E que os discursos não venham a envergonhar os que ainda são pela dignidade, pela honra e por um São Tomé e Príncipe de todos os são-tomenses.
Lúcio Neto Amado
Nota: O autor do texto não subscreve o Acordo Ortográfico de 1990
Sem assunto
14 de Fevereiro de 2024 at 5:13
Foi mau, muito mau, a pronúncia do senhor Presidente da República. Só serviu para desunir e confundir como sempre, também não poderia ser diferente, afinal este sujeito que não sabe,na verdade, a real função de uma alto magistrado da república sempre ” viu/vê tudo com muita normalidade – que pudor!
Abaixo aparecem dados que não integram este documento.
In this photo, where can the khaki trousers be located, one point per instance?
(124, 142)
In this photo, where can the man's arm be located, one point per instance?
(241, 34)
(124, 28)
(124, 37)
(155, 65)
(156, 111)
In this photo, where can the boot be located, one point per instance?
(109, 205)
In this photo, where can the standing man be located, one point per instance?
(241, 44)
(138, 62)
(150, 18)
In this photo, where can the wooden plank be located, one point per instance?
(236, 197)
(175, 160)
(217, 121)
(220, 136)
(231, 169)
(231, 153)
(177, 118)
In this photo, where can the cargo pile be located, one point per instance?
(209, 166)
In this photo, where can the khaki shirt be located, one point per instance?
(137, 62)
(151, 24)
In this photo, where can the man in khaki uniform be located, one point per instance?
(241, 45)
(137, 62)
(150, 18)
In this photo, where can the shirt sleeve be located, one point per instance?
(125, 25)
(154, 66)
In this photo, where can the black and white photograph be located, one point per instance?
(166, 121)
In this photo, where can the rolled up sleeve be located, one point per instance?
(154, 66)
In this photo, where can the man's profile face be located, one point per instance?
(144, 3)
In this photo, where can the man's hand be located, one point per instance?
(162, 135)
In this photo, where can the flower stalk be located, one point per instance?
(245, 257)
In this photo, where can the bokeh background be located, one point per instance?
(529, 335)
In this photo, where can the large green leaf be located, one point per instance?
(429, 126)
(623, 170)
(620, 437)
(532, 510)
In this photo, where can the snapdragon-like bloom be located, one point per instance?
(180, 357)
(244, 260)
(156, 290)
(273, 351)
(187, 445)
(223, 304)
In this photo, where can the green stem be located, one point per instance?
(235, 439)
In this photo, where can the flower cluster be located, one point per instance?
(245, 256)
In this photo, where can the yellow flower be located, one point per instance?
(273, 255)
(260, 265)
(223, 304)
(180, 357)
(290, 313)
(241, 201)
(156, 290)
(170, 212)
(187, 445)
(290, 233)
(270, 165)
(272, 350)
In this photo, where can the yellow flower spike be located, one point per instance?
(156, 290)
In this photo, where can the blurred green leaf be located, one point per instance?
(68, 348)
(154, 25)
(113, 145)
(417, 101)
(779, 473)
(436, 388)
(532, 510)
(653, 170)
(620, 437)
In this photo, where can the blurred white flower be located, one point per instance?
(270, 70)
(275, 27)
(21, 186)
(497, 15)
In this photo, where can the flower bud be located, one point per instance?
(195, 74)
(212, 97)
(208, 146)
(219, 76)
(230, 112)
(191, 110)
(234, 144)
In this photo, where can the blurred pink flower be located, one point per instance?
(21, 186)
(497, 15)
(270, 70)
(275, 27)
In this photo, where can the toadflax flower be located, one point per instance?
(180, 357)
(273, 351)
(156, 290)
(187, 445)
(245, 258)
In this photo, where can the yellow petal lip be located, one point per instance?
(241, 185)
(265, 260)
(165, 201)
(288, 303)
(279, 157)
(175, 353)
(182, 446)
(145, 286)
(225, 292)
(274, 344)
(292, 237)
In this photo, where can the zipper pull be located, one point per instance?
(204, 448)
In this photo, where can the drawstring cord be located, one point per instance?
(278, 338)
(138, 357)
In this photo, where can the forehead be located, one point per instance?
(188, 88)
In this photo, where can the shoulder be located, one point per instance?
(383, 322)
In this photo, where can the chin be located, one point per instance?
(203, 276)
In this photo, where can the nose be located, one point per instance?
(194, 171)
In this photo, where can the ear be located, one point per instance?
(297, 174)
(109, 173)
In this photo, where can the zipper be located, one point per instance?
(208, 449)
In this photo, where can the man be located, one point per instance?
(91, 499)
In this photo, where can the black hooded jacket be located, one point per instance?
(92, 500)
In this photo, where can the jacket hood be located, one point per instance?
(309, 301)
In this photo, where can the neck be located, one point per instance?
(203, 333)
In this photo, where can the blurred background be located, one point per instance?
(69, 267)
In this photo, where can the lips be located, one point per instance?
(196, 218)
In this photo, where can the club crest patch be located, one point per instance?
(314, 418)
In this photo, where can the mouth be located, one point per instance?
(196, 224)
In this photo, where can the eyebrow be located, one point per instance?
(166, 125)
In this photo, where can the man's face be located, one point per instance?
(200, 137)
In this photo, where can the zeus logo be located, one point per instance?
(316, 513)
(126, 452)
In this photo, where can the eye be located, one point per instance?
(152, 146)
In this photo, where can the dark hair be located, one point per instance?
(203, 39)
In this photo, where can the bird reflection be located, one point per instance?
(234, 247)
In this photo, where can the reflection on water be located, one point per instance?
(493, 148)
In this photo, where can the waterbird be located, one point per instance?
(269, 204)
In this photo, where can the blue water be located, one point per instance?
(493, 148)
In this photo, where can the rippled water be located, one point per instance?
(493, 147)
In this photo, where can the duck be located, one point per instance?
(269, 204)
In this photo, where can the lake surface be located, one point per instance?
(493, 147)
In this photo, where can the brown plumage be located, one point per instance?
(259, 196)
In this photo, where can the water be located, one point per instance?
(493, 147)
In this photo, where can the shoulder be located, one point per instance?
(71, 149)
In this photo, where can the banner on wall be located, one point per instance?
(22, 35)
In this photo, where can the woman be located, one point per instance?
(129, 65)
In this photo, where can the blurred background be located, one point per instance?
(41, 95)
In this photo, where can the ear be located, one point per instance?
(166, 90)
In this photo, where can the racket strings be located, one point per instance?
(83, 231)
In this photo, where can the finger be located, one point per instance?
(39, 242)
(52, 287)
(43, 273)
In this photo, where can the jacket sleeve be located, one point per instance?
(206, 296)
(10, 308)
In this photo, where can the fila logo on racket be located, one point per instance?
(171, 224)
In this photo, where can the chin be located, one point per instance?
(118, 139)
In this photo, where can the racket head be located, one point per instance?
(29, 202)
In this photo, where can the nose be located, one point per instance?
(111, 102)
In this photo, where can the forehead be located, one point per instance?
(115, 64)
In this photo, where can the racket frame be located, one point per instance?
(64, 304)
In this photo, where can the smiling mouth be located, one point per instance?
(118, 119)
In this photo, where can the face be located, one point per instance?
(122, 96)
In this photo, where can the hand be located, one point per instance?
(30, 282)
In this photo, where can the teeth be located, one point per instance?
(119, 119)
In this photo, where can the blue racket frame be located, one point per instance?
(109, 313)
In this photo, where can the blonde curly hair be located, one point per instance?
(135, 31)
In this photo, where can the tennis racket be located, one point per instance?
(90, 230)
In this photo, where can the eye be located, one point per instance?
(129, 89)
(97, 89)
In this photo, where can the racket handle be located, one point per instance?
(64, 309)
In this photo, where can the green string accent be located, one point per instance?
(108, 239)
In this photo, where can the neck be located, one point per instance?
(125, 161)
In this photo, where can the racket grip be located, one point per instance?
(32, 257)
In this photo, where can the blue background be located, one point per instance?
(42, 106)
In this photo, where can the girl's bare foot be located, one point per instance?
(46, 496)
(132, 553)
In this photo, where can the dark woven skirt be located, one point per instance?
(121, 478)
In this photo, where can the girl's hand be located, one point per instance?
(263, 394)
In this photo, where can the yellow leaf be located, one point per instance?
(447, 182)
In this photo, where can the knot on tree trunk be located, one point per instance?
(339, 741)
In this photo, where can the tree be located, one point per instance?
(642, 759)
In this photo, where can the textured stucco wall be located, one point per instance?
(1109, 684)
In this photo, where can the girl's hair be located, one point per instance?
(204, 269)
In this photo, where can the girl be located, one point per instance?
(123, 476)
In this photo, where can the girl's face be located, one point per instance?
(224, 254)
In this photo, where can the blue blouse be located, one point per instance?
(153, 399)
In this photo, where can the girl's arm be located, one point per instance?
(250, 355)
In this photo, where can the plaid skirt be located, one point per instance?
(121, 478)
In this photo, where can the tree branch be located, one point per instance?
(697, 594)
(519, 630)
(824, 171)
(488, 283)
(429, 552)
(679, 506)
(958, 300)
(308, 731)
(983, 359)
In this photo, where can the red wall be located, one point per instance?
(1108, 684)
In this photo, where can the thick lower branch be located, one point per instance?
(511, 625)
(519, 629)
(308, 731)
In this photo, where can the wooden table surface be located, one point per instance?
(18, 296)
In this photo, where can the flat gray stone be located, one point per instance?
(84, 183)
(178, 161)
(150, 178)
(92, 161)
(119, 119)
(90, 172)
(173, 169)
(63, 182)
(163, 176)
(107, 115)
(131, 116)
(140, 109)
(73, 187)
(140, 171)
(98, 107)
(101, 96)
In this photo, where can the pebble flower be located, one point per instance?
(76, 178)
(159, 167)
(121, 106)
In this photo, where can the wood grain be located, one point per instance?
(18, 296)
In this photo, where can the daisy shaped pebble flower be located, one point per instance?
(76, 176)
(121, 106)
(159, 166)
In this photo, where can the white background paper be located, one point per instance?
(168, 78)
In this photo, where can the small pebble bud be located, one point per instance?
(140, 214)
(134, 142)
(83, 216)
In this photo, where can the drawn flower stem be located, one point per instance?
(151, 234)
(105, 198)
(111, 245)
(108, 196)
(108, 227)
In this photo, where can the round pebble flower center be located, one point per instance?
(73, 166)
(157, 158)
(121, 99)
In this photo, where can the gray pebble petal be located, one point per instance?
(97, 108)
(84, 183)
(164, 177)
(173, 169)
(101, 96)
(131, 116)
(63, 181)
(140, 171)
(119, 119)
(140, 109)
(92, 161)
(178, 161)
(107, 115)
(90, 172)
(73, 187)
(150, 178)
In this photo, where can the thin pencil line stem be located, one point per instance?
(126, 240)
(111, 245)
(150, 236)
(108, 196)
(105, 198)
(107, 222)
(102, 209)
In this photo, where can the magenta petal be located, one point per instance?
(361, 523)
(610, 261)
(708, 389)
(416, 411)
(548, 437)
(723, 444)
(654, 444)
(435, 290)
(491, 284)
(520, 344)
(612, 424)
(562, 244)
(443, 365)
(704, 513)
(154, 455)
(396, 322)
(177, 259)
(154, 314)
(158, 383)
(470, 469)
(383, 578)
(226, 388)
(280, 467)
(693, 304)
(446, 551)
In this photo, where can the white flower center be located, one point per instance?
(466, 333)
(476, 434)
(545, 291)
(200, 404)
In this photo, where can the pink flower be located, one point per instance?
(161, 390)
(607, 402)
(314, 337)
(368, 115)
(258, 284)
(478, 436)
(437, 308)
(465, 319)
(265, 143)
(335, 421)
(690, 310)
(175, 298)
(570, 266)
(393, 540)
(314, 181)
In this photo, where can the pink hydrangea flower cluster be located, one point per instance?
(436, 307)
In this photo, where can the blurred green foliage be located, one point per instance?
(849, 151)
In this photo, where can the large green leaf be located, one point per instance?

A incumbência de contrariar a história e narrativa institucionalizada não é de políticos, ainda mais sem formação, noção e trabalho de pesquisa na área, mas sim de académicos e pesquisadores de renome e respeitado na comunidade científica.
Caso pretendia lançar farpas ao Pigmeu, Patrice Trovoada, e aos seus apaniguados, o homem afinal tem uma legião de bufos e conspiradores, deveria ter lo feito num fórum próprio sem profanar os nossos mártires e heróis, e passar vergonha.
santomé cu plinxipe
14 de Fevereiro de 2024 at 7:24
è tudo uma mentira….nós somos falsos…
Fernando Simão
15 de Fevereiro de 2024 at 8:26
Mais uma vez o professor Lúcio Amado nos brindou com um texto didático e esclarecedor. Os pronunciamentos históricos devem ser feitos por quem sabe, ou seja, pelos estudiosos na matéria, de modo a se evitar a passagem para a nova geração, de factos deturpados. Temos uma história e ela deve ser contada com verdade.
Terno abraço professor!!!
Jorge Semedo
15 de Fevereiro de 2024 at 10:26
Estudiosos que não conseguem tirar STP do marasmo em que se encontra, um STP sustentado pela comunidade internacional. Estudiosos e historiadores que se a.comunidade internacional não financiar indirectamente os seus estômagos, morrerão todos de fome. Estudiosos e historiadores do “matuge”. Os sobreviventes (ainda vivos) do massacre brutal estão na indigência, outros doentes e acamados sem apoios destes estudiosos e historiadores de barrigas fartas, que nao deixam passar nenhuma oportunidade para aparecerem. Vão lá pesquisar e localizar os poucos sobreviventes e doem 5 porcento dos vossos fartos rendimentos aos mesmos, uma vez que o Estado ainda e incompetente para os apoiar. Cabo Verde, competentemente, atribui subsídios mensais a sua diáspora residente em STP. Mentira? O estado Santomense não consegue atribuir um subsídio de sobrevivência aos ainda poucos sobreviventes. Tudo que sabem fazer e vir discursar e publicar artigos sobre a história. A história e importantíssima, mas pratiquem os o velho ditado: cuidar dos vivos e enterrar os mortos. Todos de barrigas cheias e os sobreviventes que sofreram na carne e na alma estão atirados a sua sorte. Hipócritas.